比叡中学校全体を巻き込んだ不審者騒動から4時間後。
アイは4人の女子中学生とパーティを組み、ダンジョンの地下一階でコボルト狩りを行っていた。
【暁水静 レベルアップ 4→5 ボーナスAP1】 所持AP:4
【響本涼音 レベルアップ 4→5 ボーナスAP1】 所持AP:4
【雷電朱里 レベルアップ 4→5 ボーナスAP1】 所持AP:4
【雷電朱音 レベルアップ 4→5 ボーナスAP1】 所持AP:4
「ようやくレベル5まで来ましたね。
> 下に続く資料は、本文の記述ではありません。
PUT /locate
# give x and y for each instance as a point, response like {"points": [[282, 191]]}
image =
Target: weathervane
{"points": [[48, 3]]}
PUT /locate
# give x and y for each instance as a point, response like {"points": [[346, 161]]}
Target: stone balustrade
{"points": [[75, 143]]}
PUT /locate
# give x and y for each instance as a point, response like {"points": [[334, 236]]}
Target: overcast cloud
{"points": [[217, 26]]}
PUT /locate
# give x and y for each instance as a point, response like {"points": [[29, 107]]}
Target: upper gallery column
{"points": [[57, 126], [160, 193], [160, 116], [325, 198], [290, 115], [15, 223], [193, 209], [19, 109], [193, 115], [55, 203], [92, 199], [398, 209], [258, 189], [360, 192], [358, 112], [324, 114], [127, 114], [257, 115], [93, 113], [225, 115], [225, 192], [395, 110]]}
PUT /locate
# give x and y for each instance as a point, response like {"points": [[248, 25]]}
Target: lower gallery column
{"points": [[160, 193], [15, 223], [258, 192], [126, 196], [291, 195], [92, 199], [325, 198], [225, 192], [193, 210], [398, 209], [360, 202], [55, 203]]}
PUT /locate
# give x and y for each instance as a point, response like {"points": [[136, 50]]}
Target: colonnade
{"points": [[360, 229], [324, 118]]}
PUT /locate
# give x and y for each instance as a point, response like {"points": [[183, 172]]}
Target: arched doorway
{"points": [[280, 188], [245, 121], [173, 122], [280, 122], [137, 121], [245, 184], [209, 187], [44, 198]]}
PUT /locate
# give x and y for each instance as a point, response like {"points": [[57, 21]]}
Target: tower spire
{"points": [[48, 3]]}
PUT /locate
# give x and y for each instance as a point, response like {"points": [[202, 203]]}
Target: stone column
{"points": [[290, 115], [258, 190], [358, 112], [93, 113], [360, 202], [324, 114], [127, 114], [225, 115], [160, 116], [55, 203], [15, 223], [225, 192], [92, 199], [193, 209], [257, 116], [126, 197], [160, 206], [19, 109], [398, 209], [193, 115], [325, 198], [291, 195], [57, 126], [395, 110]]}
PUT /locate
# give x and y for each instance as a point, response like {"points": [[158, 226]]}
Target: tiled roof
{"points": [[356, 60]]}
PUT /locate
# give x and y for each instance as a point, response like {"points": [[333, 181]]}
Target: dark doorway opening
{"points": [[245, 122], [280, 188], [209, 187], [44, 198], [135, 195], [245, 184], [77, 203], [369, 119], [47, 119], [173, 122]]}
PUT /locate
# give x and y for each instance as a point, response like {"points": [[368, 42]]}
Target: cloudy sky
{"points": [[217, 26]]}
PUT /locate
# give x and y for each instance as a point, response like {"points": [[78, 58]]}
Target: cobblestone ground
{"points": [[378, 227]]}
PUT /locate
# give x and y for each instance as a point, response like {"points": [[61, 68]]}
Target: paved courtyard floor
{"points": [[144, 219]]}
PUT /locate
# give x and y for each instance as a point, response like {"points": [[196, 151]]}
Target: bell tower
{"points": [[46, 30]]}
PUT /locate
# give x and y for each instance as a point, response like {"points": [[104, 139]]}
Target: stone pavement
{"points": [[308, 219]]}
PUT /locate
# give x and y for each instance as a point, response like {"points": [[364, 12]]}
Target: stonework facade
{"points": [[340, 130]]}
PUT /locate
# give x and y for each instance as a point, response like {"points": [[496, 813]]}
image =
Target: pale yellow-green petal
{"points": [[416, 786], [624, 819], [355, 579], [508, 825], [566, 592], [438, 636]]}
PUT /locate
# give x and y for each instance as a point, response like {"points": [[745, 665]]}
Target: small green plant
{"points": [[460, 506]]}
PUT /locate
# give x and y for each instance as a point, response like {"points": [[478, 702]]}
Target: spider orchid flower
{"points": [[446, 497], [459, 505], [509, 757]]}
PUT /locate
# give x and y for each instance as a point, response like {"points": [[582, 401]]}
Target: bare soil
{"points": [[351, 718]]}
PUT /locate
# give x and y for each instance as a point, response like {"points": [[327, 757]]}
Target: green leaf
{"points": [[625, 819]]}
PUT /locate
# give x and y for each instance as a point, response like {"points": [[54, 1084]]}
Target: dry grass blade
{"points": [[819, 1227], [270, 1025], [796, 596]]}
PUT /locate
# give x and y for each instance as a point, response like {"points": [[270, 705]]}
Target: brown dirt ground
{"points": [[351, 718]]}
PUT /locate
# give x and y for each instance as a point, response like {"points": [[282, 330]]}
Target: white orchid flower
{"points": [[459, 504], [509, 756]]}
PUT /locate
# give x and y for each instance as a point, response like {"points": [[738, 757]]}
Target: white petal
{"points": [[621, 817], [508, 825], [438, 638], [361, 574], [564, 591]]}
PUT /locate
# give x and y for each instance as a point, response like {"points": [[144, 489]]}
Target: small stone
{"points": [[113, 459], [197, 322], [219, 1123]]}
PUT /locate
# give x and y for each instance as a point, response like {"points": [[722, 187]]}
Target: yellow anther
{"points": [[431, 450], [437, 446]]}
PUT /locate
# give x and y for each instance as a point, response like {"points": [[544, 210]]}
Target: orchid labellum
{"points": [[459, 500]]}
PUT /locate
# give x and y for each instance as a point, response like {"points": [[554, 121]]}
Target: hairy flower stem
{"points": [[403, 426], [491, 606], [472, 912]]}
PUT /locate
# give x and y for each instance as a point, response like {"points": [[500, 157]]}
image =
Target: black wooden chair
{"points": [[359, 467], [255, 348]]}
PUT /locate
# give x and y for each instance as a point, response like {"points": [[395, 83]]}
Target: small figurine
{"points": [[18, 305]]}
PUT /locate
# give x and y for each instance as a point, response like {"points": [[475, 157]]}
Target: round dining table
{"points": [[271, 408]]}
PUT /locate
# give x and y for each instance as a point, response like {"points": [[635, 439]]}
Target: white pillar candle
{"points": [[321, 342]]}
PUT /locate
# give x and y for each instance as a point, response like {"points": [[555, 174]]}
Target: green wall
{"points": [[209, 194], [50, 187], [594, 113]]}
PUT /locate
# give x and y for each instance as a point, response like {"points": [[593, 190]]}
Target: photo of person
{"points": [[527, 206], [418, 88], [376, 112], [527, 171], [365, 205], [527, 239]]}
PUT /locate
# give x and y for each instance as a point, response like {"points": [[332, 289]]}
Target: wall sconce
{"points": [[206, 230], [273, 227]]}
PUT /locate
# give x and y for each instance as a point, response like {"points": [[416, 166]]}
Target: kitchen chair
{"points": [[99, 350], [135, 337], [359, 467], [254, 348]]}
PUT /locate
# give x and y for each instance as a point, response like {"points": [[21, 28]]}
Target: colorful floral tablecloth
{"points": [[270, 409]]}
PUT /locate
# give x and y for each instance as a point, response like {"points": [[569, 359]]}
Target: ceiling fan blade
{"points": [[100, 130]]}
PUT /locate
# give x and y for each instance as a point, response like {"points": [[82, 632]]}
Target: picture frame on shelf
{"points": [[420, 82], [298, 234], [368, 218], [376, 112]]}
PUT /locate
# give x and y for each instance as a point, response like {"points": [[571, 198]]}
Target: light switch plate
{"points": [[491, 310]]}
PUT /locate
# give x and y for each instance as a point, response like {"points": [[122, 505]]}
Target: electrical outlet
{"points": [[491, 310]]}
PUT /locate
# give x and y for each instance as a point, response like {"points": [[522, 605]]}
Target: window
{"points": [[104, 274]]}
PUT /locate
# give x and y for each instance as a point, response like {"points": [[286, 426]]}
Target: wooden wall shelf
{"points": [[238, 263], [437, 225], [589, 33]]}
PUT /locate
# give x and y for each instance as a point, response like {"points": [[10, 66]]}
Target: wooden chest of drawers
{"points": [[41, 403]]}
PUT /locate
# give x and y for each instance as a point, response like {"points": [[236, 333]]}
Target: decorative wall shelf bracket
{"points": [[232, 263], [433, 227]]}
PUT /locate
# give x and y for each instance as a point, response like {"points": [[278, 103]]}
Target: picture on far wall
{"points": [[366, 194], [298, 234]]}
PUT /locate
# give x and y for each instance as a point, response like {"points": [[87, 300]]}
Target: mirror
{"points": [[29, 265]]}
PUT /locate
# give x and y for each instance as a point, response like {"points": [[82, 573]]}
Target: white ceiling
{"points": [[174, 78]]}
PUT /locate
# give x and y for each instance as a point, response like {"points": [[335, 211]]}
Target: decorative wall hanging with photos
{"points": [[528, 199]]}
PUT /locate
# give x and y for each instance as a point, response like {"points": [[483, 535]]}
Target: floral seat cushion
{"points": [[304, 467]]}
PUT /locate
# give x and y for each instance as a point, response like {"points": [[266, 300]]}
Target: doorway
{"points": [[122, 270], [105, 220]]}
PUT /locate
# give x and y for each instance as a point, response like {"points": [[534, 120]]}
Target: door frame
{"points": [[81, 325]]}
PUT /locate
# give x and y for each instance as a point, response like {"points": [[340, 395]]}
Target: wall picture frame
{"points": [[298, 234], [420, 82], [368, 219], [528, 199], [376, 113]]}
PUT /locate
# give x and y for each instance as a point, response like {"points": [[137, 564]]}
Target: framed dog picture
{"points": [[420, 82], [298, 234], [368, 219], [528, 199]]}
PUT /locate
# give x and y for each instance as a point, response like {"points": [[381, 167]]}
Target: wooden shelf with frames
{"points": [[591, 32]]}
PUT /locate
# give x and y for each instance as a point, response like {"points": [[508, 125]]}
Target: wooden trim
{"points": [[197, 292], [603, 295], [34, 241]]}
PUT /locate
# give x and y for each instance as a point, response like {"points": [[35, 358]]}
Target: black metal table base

コボルトを後5匹倒してレベル6になれば、【食料品召喚】か【生活必需品召喚】を覚えることができますよ」
「アイちゃんにだけ戦わせて、私たちは見てるだけってのは申し訳ないわ」
「静の言うとおりね。何かわたし達にできる事はない?」
「そうだ、もうじきお昼になるし、みんなで代わる代わるアイちゃんを膝に乗せて、お弁当を食べさせるのはどう?」
「いいわねそれ。静と涼音。朱音と私がペアになって、アイちゃんを抱っこする係、『あーん』ってする係を分担しましょ」
「……あの。それは全然私の為になってないんですが。と言うか今朝も言ったとおり、私は高校生の"男子"で、皆さんより年上なんですよ」
アイは『ちゃん』付けを非難するように四人の少女をジト目で睨むが、この中で一番背が低く一番幼く見えるものだから説得力がない。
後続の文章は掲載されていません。